After checking the ACF and PACF, the waving pattern in ACF and very high first correlation spike at lag1 in PACF implies the likelihood of AR(1) model. However, the ACF does has some decaying pattern which indicates the existence of trend. Therefore, ADF test is performed. ADF test shows p-value is 0.086 > 0.05 so we fail to reject the non-stationarity hypothesis. Then we do the following: - Transformation: lambda = 1 and do not perform transformation - Differencing: after applying the the first difference the series became detrended and stationary. This is confirmed by ACF and ADF test. There are significant autocorrelation at lag3 on the ACF, lag3 and lag4 on PACF. Also, there are cosine waves patterns at ACF and PCF. The patterns are tailing off, so we conclude p=1,2,3,4 and q=1,2,3.

Then EACF check is performed. The upper left hand vertex of this polygon indicates p=0 and q=0 - A random walk model. This is in line with the AR(1) model assumption previously before differencing. By checking EACF, we also include IMA(1,1), ARIMA(1,1,1), ARIMA(2,1,1), ARIMA(3,1,1) and ARIMA(3,1,3). Here the “1” in the middle comes from the first differencing. BIC table shows models containing lags 10 of the observed time series and lag 11 of the error process. Since lag 10 and 11 are too large, and the 3rd row has models containing lag 3 of the time series.

Therefore, considering principle of parsimony the conclusion is the candidate models are AR(1), IMA(1,1), ARIMA(1,1,1) and ARIMA(2,1,1). We can also check ARIMA(3,1,3) and ARIMA(3,1,1) if they don’t work.

par(mfrow=c(1,2))
acf(data_ts)
pacf(data_ts)

#par(mfrow=c(1,1))

# Apply ADF test to check the stationarity

adf.test(data_ts)
## 
##  Augmented Dickey-Fuller Test
## 
## data:  data_ts
## Dickey-Fuller = -3.2376, Lag order = 4, p-value = 0.0867
## alternative hypothesis: stationary
# With a p-value of 0.0867, we cannot reject the null hypothesis stating that the series is non-stationary.

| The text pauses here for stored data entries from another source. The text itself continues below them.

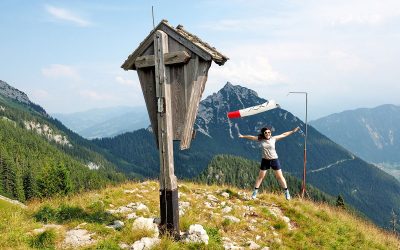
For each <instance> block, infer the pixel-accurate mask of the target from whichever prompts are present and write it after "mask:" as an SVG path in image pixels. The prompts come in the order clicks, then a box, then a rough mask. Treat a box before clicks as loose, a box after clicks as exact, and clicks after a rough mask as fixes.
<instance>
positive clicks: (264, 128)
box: [258, 127, 272, 140]
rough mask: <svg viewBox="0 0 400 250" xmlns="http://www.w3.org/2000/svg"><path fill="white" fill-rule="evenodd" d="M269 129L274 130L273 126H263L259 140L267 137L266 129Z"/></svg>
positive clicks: (259, 134)
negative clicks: (266, 133) (266, 134)
mask: <svg viewBox="0 0 400 250" xmlns="http://www.w3.org/2000/svg"><path fill="white" fill-rule="evenodd" d="M267 130H269V131H271V132H272V128H271V127H263V128H262V129H261V130H260V134H259V135H258V140H263V139H267V138H266V137H265V134H264V133H265V131H267Z"/></svg>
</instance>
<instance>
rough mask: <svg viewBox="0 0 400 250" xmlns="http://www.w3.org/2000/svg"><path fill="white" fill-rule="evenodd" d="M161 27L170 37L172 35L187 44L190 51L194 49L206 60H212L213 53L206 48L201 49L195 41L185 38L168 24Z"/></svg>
mask: <svg viewBox="0 0 400 250" xmlns="http://www.w3.org/2000/svg"><path fill="white" fill-rule="evenodd" d="M159 28H160V29H161V30H162V31H164V32H165V33H167V34H168V36H169V39H171V37H172V38H173V39H174V40H176V41H177V42H179V43H181V44H182V45H183V46H185V47H186V48H188V49H190V51H192V52H193V53H196V54H197V55H199V56H200V57H201V58H203V59H204V60H206V61H211V59H212V57H211V55H210V54H209V53H207V52H205V51H204V50H202V49H200V48H199V47H197V46H196V45H195V44H194V43H192V42H191V41H189V40H188V39H186V38H184V37H183V36H181V35H180V34H178V33H176V31H175V30H173V29H172V28H171V27H169V26H167V25H162V26H160V27H159Z"/></svg>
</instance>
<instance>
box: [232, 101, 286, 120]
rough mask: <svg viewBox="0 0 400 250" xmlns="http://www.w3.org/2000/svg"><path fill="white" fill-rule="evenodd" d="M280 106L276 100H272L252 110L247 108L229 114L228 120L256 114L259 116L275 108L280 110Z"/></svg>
mask: <svg viewBox="0 0 400 250" xmlns="http://www.w3.org/2000/svg"><path fill="white" fill-rule="evenodd" d="M279 107H280V106H279V104H277V103H276V102H275V100H270V101H267V102H265V103H263V104H260V105H256V106H253V107H250V108H245V109H241V110H236V111H231V112H228V118H229V119H234V118H240V117H245V116H251V115H255V114H259V113H262V112H265V111H268V110H271V109H274V108H279Z"/></svg>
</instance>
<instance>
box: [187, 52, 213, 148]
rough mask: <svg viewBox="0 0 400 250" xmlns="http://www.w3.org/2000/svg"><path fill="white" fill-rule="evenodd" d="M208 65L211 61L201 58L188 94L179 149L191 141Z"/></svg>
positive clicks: (202, 91) (210, 64) (205, 80)
mask: <svg viewBox="0 0 400 250" xmlns="http://www.w3.org/2000/svg"><path fill="white" fill-rule="evenodd" d="M210 66H211V61H203V60H201V61H200V63H199V67H198V68H199V71H198V77H197V79H196V80H195V81H194V84H193V88H192V93H191V95H190V102H189V107H188V111H187V113H186V124H185V127H184V128H183V134H182V140H181V144H180V149H181V150H183V149H188V148H189V147H190V142H191V141H192V135H193V124H194V121H195V119H196V116H197V111H198V109H199V103H200V99H201V96H202V94H203V91H204V87H205V84H206V81H207V76H208V69H209V68H210Z"/></svg>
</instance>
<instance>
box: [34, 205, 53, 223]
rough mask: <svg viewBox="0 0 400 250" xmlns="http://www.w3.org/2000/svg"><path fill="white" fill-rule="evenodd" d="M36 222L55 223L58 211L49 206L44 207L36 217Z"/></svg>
mask: <svg viewBox="0 0 400 250" xmlns="http://www.w3.org/2000/svg"><path fill="white" fill-rule="evenodd" d="M34 217H35V219H36V221H40V222H43V223H46V224H47V223H49V222H51V221H55V220H56V218H57V211H56V210H55V209H54V208H52V207H50V206H49V205H44V206H43V207H41V208H40V209H39V211H38V212H37V213H36V214H35V215H34Z"/></svg>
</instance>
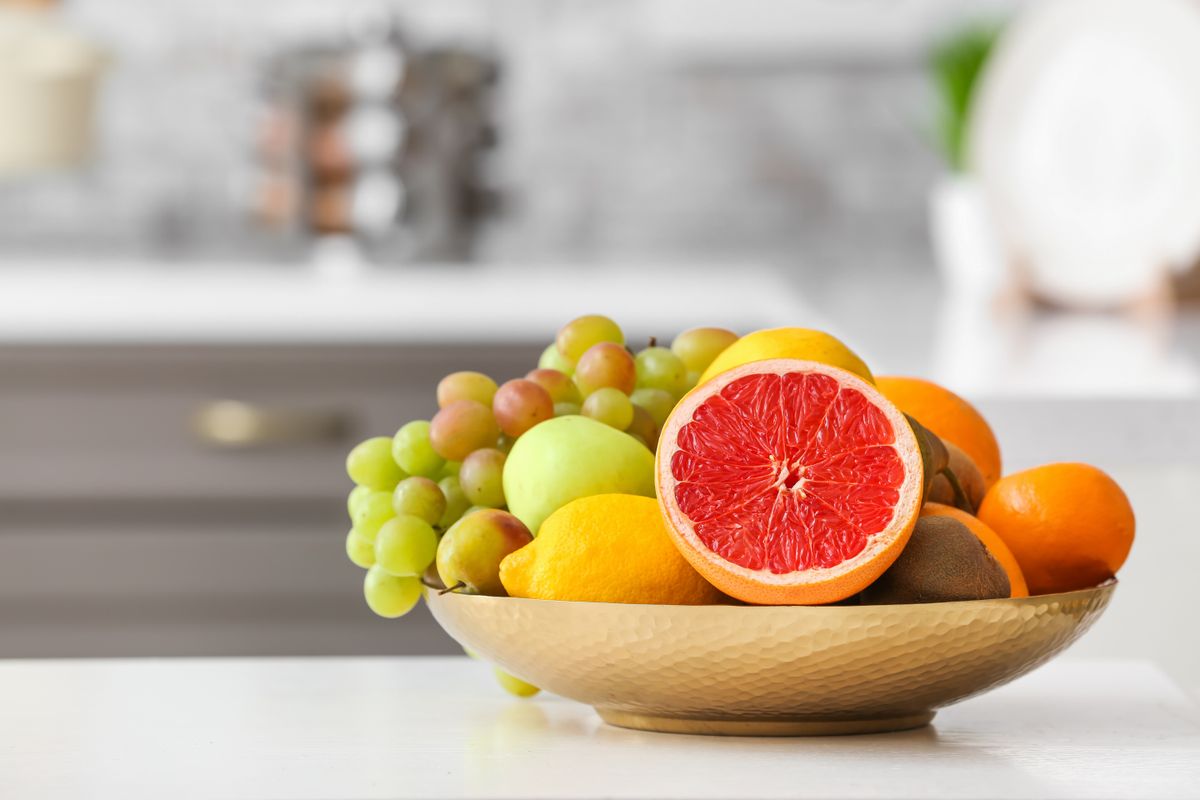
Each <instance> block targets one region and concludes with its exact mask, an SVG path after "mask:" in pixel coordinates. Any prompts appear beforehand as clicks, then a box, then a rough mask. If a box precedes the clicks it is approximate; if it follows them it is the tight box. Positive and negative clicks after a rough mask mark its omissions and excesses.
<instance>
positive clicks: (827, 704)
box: [426, 581, 1116, 735]
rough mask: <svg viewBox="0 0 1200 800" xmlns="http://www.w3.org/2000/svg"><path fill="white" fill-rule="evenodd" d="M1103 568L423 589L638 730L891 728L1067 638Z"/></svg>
mask: <svg viewBox="0 0 1200 800" xmlns="http://www.w3.org/2000/svg"><path fill="white" fill-rule="evenodd" d="M1115 587H1116V581H1110V582H1108V583H1105V584H1102V585H1099V587H1096V588H1094V589H1085V590H1081V591H1069V593H1064V594H1057V595H1040V596H1037V597H1021V599H1013V600H976V601H966V602H953V603H925V604H911V606H833V607H828V606H827V607H802V606H775V607H768V606H635V604H620V603H584V602H562V601H552V600H521V599H516V597H481V596H470V595H460V594H448V595H440V596H439V595H438V594H437V593H434V591H428V593H426V601H427V602H428V606H430V609H431V610H432V612H433V616H434V618H436V619H437V620H438V622H439V624H440V625H442V627H444V628H445V630H446V632H448V633H449V634H450V636H452V637H454V638H455V639H456V640H457V642H458V643H460V644H462V645H463V646H466V648H469V649H472V650H474V651H476V652H479V654H480V655H481V656H484V657H485V658H487V660H488V661H493V662H496V663H497V664H499V666H500V667H503V668H504V669H506V670H508V672H510V673H512V674H515V675H518V676H520V678H523V679H526V680H528V681H529V682H532V684H535V685H538V686H541V687H542V688H545V690H547V691H551V692H554V693H556V694H562V696H563V697H568V698H570V699H574V700H578V702H581V703H587V704H589V705H593V706H595V710H596V712H598V714H599V715H600V716H601V717H602V718H604V720H605V721H606V722H608V723H611V724H616V726H622V727H626V728H640V729H643V730H664V732H673V733H708V734H733V735H816V734H842V733H874V732H881V730H902V729H905V728H916V727H919V726H923V724H926V723H929V721H930V720H932V718H934V712H935V710H936V709H938V708H942V706H946V705H949V704H950V703H956V702H958V700H961V699H964V698H966V697H971V696H972V694H978V693H980V692H984V691H986V690H989V688H992V687H994V686H1000V685H1001V684H1004V682H1008V681H1010V680H1013V679H1014V678H1016V676H1019V675H1022V674H1025V673H1027V672H1030V670H1031V669H1033V668H1034V667H1038V666H1039V664H1042V663H1044V662H1045V661H1048V660H1049V658H1050V657H1052V656H1054V655H1055V654H1057V652H1060V651H1061V650H1063V649H1064V648H1067V645H1069V644H1070V643H1072V642H1074V640H1075V639H1076V638H1078V637H1079V636H1080V634H1081V633H1084V631H1086V630H1087V628H1088V627H1091V625H1092V622H1094V621H1096V619H1097V618H1098V616H1099V615H1100V613H1102V612H1103V610H1104V608H1105V607H1106V606H1108V603H1109V599H1110V597H1111V596H1112V591H1114V589H1115Z"/></svg>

# Box Cox Transformation to stabilize variance
data_positive = data_ts+abs(min(data_ts))+0.1   # make sure all values are positive
data.transform = BoxCox.ar(data_positive)
data.transform$ci   # lambda is between 0.9 and 1.3, so we take lambda=1 and do not perform transformation
## [1] 0.9 1.3
# Differencing to de-trend
data.diff = diff(data_ts)
plot(data.diff, type='o',ylab='Yearly Change of Ozone Thickness')

# Check the stationarity of differenced series with ADF test
adf.test(data.diff)    # With a p-value of 0.01, we reject the null hypothesis stating that
## 
##  Augmented Dickey-Fuller Test
## 
## data:  data.diff
## Dickey-Fuller = -7.1568, Lag order = 4, p-value = 0.01
## alternative hypothesis: stationary
# the series is non-stationary; hence, we conclude that the first differencing make the series staionary.

# Specify the orders using ACf, PACF, EACF and BIC over the differenced series
par(mfrow=c(1,2)) 
acf(data.diff)
pacf(data.diff)

par(mfrow=c(1,1))    
# There are significant autocorrelation at lag3 on the ACF, lag3 lag4 on PACF. Also, there are cosine waves patterns at ACF and PCF. The patterns are tailing off. so p=1,2,3,4 and q=1,2,3.
eacf(data.diff) #We look for the upper left hand vertex of this polygon of 0's 
## AR/MA
##   0 1 2 3 4 5 6 7 8 9 10 11 12 13
## 0 o o x o o o x o o x o  o  o  o 
## 1 x o x o o o o o o x o  o  o  o 
## 2 x o x o o o x o o x o  o  o  o 
## 3 x o x o o x o o o o o  o  o  o 
## 4 x o o x o x o o o o o  o  o  o 
## 5 x x x x o x o o o o o  o  o  o 
## 6 o o o x x o o o o o o  o  o  o 
## 7 o o o x o o o o o o o  o  o  o
# It indicates p=0; q=0. A random walk model. This is in line with the AR(1) model previously.
# p = 0; q = 1. ARIMA(0,1,1)
# p = 1; q = 1. ARIMA(1,1,1)
# p = 2; q = 1. ARIMA(2,1,1)
# p = 3; q = 1. ARIMA(3,1,1)
# p = 3; q = 3. ARIMA(3,1,3)

# Display the BIC table
res = armasubsets(y=data.diff,nar=14,nma=14,y.name='test',ar.method='ols')
## Reordering variables and trying again:
plot(res)

# Top row (best model/lowest BIC): model containing lags 10 of the observed time series and lag 11 of the error process. The BIC table shaded columns correspond to AR(10) and MA(11).